El Niño's trail through time

Ecology, Climate and Empire

三月 6, 1998

Richard Grove has been writing books for 21 years. His first was about coprolites, and it was a slim volume that for years resided in an appropriately small room in my house. Curiously, it was published when he was only 21. Since then his writings have multiplied and matured. He has developed a reputation for writing about environment and history in the context of low latitudes. His Green Imperialism (1995) and Nature and the Orient (1997) are now joined by this third volume. It is of the same genre as the first two, and some of the material will be familiar to alert scholars in that four of its six chapters have been published previously in broadly similar form in edited works or as journal articles.

Grove argues that there are at least two major reasons why the history of what he calls "the colonial periphery" is vital to an understanding of the development of perceptions of the global environment. First, it was in such places that it came to be realised just how speedily the environment could be transformed and destroyed, not least by European colonisation. This was especially true of oceanic islands like St Helena and Mauritius. Second, it was in the outposts of empire that there developed a concern that deforestation could lead to climatic desiccation and that active state forestry management programmes were thereby required. Colonial scientists had more sophisticated and profound views on the role of the human impact than did scientists at home. Grove argues that there are grounds for regarding colonial environmentalists and conservationists as being among the leading originators of modern environmentalism rather than the American trio of Henry D. Thoreau, John Muir, and George Perkins Marsh. Indeed he argues that "a good deal of evidence indicates that complex notions of state intervention in natural resource protection, many of them strongly connected with new and highly anthropomorphic evaluations of the environment, emerged and were extensively promulgated in the colonial context more than a century before George Perkins Marsh published his famous Man and Nature in 1864". Grove also argues that it was the insecurity of the state at the colonial periphery which allowed a sensitivity to the danger of ecological change to develop so precociously.
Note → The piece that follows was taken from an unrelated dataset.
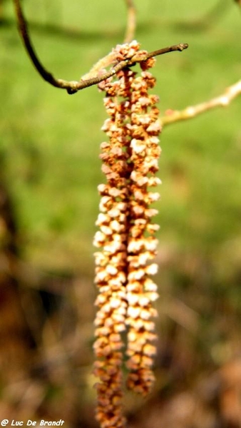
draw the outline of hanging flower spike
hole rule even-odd
[[[141,64],[146,70],[153,66],[151,58]],[[157,285],[149,277],[158,270],[155,263],[148,262],[156,255],[158,240],[153,233],[158,230],[151,218],[157,210],[150,208],[158,200],[159,193],[151,192],[149,188],[160,183],[155,177],[158,170],[160,148],[158,134],[160,126],[159,111],[155,106],[158,98],[148,95],[155,85],[155,79],[148,71],[143,71],[131,83],[131,115],[130,131],[133,170],[130,174],[130,217],[128,231],[128,275],[126,285],[128,317],[129,326],[126,354],[129,357],[127,367],[130,371],[127,386],[130,389],[145,395],[154,380],[151,370],[156,339],[153,333],[156,310],[153,302],[158,297]]]
[[[138,44],[133,41],[118,45],[115,53],[120,61],[138,51]],[[154,62],[148,59],[141,66],[146,70]],[[148,93],[155,80],[145,71],[136,77],[128,68],[117,77],[101,86],[106,93],[104,103],[110,116],[102,128],[109,138],[102,143],[101,154],[107,183],[98,186],[101,213],[94,239],[94,245],[101,249],[95,253],[99,295],[94,373],[100,380],[96,418],[102,428],[125,425],[121,348],[126,325],[128,387],[143,394],[150,389],[155,354],[151,342],[155,338],[150,320],[155,310],[151,302],[158,297],[156,285],[148,277],[156,271],[156,265],[148,262],[155,255],[153,233],[158,228],[151,223],[156,210],[150,208],[158,194],[148,190],[160,183],[155,177],[160,152],[158,97]]]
The idea that deforestation caused rainfall diminution is the theme of the first chapter and it is remarkable that forest reserves were established in the 1760s by the British in the Caribbean islands and by Pierre Poivre on Mauritius (then the Isle de France), specifically to maintain adequate rainfall levels. In the 19th century many great explorers, connected often with the Royal Geographical Society, pointed to the dangers of desiccation, including Moffat, Livingstone and Clements Markham. It was also a cause espoused by the reactionary professor of zoology at Cambridge, Alfred Newton, a great enthusiast for the Dodo, the Great Auk and the Great Bustard.

In the second chapter, using as an example the role of the East India Company in St Helena, Mauritius and Western India, Grove is able to argue that "although it undoubtedly promoted widespread ecological destruction, colonial enterprise also helped to create a context, conducive to rigorous analytical thinking about the processes of ecological change and to the formation of conservation ideology." Thus we have the role of Poivre in Mauritius, where the wonderful Sir Seewoosagur Ramgoolam Botanic Garden at Pamplemousses, is a monument to him to this day. We also have the role of the predominantly Scottish surgeons of the Indian Medical Service. The role of the Scots is taken up in chapter three in the context of conservation thinking in Southern Africa in the 19th century. Shrinking lakes, veld deterioration, bush encroachment and drought were major concerns, and state controls were seen as necessary and desirable (though not, of course, to those who were displaced from their traditional lands). In some parts of Africa, as Grove shows in chapter five, there was considerable indigenous opposition to government attempts to control forest landscapes in Nigeria and the Gold Coast.

Possibly the most timely and original chapter is chapter four, which looks at the evolution of ideas about El Ni$o and climatic teleconnections - the mirroring of climatic fluctuations in one area by those in another, often separated by great distances - between 1770 and 1930. Because the study of teleconnections required a network of observations to be established over huge distances, the tentacles of empire had an important role to play. Grove is able to show the significance of the great El Ni$o event of 1791 and the concerns that colonial governments had about the destabilising effects of famine. He shows that concerns existed from the Caribbean, to St Helena, to India and even to the fledgling convict colony at Port Jackson. The Indian Meteorological Service did a huge amount of work on this topic, which culminated in the early years of this century in the work of Sir Gilbert Walker. Scientists, faced with a new El Ni$o event of some magnitude, have now taken up the threads first woven 200 years ago.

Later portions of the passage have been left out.